In the years since the ceasefires and the Good Friday Agreement we have been exceedingly inept here in Northern Ireland at our attempts to investigate our recent troubles. Perhaps the reason for this lies in the very fact that they are so recent. Whether it is the Historical Enquiries Team or the Consultative Group on the Past or the never-ending flow of inquiries into various paramilitary and state killings, the end result has usually been a report that pleases one side of the sectarian fence and leaves the other side indulging in that favourite pastime of ours, whataboutery.
There was a time when I would have supported something along the lines of a South Africa-style truth commission but not now. The one piece of truth that has been uncovered over the past decade or so is that we are incapable of dealing with our past, at least not at the moment. Two and a half years ago I wrote a short post on this website regarding the Consultative Group on the past where I suggested it was time, in a political sense, to start concentrating on the future. I stated:
The best way to "deal with the legacy of the past" (as the CGP claims it is doing) is to stop dwelling on it and move on. I don't mean this to sound cold. I am not for one moment suggesting that the past be swept under the carpet or simply forgotten about, not that there would ever be any chance of that happening. We live in a society addicted to graveside orations and the commemoration of past battles so no one need worry about a sudden bout of mass amnesia hitting the province.
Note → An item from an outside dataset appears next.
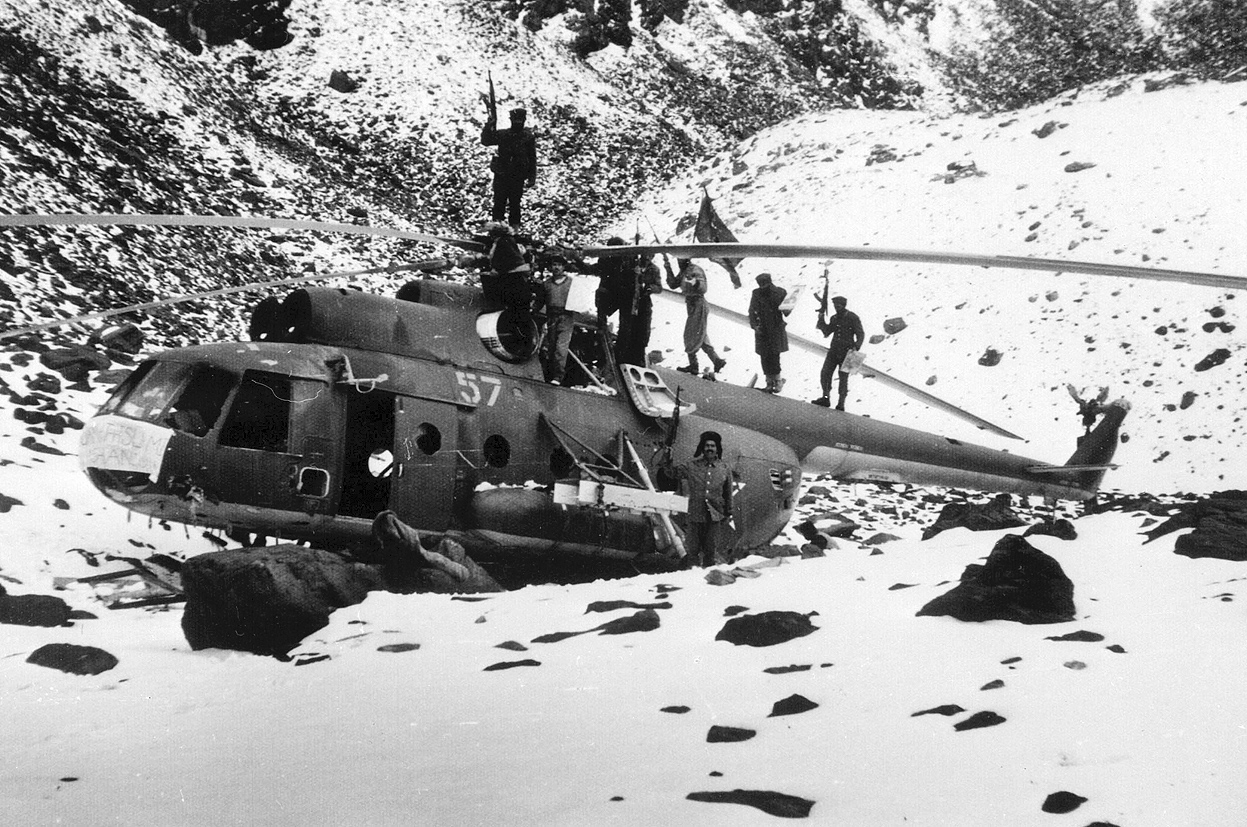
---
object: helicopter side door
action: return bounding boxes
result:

However, the endless stream of costly committees and inquiries dealing with controversial elements of our past are achieving nothing other than keeping old wounds open.
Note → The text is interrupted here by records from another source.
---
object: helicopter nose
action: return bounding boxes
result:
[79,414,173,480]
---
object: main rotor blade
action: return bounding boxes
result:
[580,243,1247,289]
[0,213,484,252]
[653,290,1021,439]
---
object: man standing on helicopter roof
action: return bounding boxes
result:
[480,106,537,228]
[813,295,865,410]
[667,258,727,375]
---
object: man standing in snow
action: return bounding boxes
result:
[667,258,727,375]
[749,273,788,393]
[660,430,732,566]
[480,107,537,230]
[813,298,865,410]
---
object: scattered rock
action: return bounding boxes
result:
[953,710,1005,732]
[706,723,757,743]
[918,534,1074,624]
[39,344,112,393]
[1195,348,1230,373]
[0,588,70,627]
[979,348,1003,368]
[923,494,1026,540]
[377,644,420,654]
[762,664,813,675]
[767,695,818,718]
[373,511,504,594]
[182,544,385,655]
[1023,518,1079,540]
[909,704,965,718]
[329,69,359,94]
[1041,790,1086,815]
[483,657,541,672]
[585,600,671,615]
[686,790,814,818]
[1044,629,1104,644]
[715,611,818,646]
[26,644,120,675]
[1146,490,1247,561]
Someday we will be able to deal with our past, but do not expect it to come anytime soon. Until then I suggest we, to use a horrible cliché, draw a line in the sand and just get on with things. Spanish people have only in recent times found themselves able to discuss their civil war which ended more than seventy years ago. The unwritten 'pacto de olvido' is probably the best template available when it comes to the way in which we in Northern Ireland confront our past. Sad? Indeed, very sad. But also true.